Saturday, January 7, 2012

Citrus and Sunshine

It's a bit hard to believe, but today is January 7th, and it reached 60 degrees.  The sun was brilliant, and it was wonderful to be outside.  We even hung towels on the line to do most of their drying.  (We finish them in the dryer, since they can get cardboard-y if they dry only in the sun.  And I'll tell you what, for me, fluffy towels are one of life's simple luxuries.)

I also picked parsley from the garden today.  As you can imagine, during most winters, by now the parsley is a pile of green sludge.  Strange things are afoot, indeed.  Like I said in an earlier post, though, you won't hear me complaining!


Tonight's dinner, Sauteed Chicken over Wilted Spinach with Kumquat Sauce, is one that I don't make often.  It relies on kumquats, which aren't too common here in New England.  Strangely, I got two pints of them within a week of each other, one as a joke from one of my husband's co-workers, and one from my sister, in my annual Christmas citrus gift box (oh, how that box makes me so happy!).  I knew immediately that this recipe was on the docket.  The nice thing about kumquats, like most citrus, is that they keep for a long time if properly stored (I keep mine in the apple storage drawer of the refrigerator, and they're good for up to two months...if they last that long, of course.)

The other  nice thing about kumquats, if you're not familiar with them, is their mouth-puckering taste.  I think they seem to have a little bit of all citrus flavors in them; while the first hit is a bitter/sour thing, if you don't immediately spit it out (which I did the first time I ever had them) you get notes of lime, orange, lemon, meyer lemon, and grapefruit...all in one tiny fruit no bigger than a walnut.  They're seedy little devils, so while you can eat them whole (and I do, especially since the ones we've gotten are organic--but rinse them well) you may want to chew carefully, kind of like with seeded grapes.  This recipe calls for slicing them thinly, which means you need to stop frequently to pull the seeds out--some of the ones I used tonight had eight seeds in them!

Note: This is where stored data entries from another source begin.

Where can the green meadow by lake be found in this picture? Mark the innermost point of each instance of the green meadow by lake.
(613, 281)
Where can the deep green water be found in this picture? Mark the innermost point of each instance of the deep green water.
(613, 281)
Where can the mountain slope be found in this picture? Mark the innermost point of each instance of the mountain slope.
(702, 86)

My dad found the recipe for the chicken dish in the much mourned, late, great Gourmet magazine.  He raved about it, so naturally I had to give it a shot.  And, oh...just yum!  I usually serve it with a side of mashed potatoes, or with crusty bread to mop up the sauce that's left.  Barring that, I'd be willing to lick the plate clean.

Sauteed Chicken over Wilted Spinach with Kumquat Sauce
from Gourmet magazine
(I followed the recipe to the letter, except I doubled the kumquats.  Go with the original three if you're afraid it will be too tart.)

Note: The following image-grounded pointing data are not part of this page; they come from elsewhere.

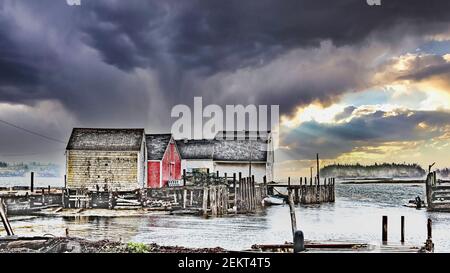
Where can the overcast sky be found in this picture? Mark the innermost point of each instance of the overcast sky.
(354, 82)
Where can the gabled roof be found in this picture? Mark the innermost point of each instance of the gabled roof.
(157, 145)
(106, 139)
(196, 148)
(243, 135)
(223, 150)
(240, 150)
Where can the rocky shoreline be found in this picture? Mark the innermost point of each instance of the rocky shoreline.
(80, 245)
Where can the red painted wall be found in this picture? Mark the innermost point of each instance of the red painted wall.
(153, 174)
(171, 165)
(171, 168)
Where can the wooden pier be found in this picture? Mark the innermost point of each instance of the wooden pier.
(438, 193)
(307, 192)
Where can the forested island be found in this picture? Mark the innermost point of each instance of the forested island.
(384, 170)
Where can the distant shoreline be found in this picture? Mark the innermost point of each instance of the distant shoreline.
(382, 181)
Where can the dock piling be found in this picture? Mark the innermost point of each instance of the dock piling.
(402, 223)
(292, 212)
(384, 229)
(429, 229)
(32, 182)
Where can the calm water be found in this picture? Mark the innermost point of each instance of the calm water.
(356, 215)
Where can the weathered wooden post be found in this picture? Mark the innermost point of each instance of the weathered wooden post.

6 kumquats, thinly sliced, seeds removed
1 large shallot, thinly sliced into rings (about 1 cup)
2 bonless chicken breast halves, skin on; patted dry
1 tbsp butter (I used 1/2 tbsp butter, 1/2 tbsp olive oil...so okay, I didn't follow it to the letter)
2 tbsp sugar
1/3 cup water
3 tbsp white wine vinegar
1/8 tsp dried hot red pepper flakes
1 tbsp chopped fresh parsley
4 cups packed spinach leaves, washed and dried (about one bunch)
salt and pepper, to taste

1.  Preheat a large skillet over medium-high heat; melt butter and olive oil.  Season both sides of the chicken breast with salt and pepper and saute, skin side down, until skin is golden and crisp, about 5-7 minutes.  Turn chicken over and cook until just cooked through, another 5-7 minutes.  Lower the heat if it seems the bottom is browning too fast.

2.  Transfer chicken to a plate and keep warm.

3.  Add shallot to fat remaining in skillet and cook, stirring frequently, for one minute.  Sprinkle sugar over shallot and cook, undisturbed, until sugar is melted and golden.  Immediately stir in kumquats, water, vinegar, and red pepper flakes and simmer, stirring, until sugar is dissolved.

4.  Stir in parsley, and salt to taste.  If sauce is too liquid, simmer until thickened to desired consistency, between 1 and five minutes.

5.  Transfer two-thirds of sauce to a small bowl.  To remainder of sauce in skillet, add spinach and salt to taste, turning with tongs til just wilted.

6.  Divide spinach between two plates, top with chicken.  Spoon reserved sauce over top.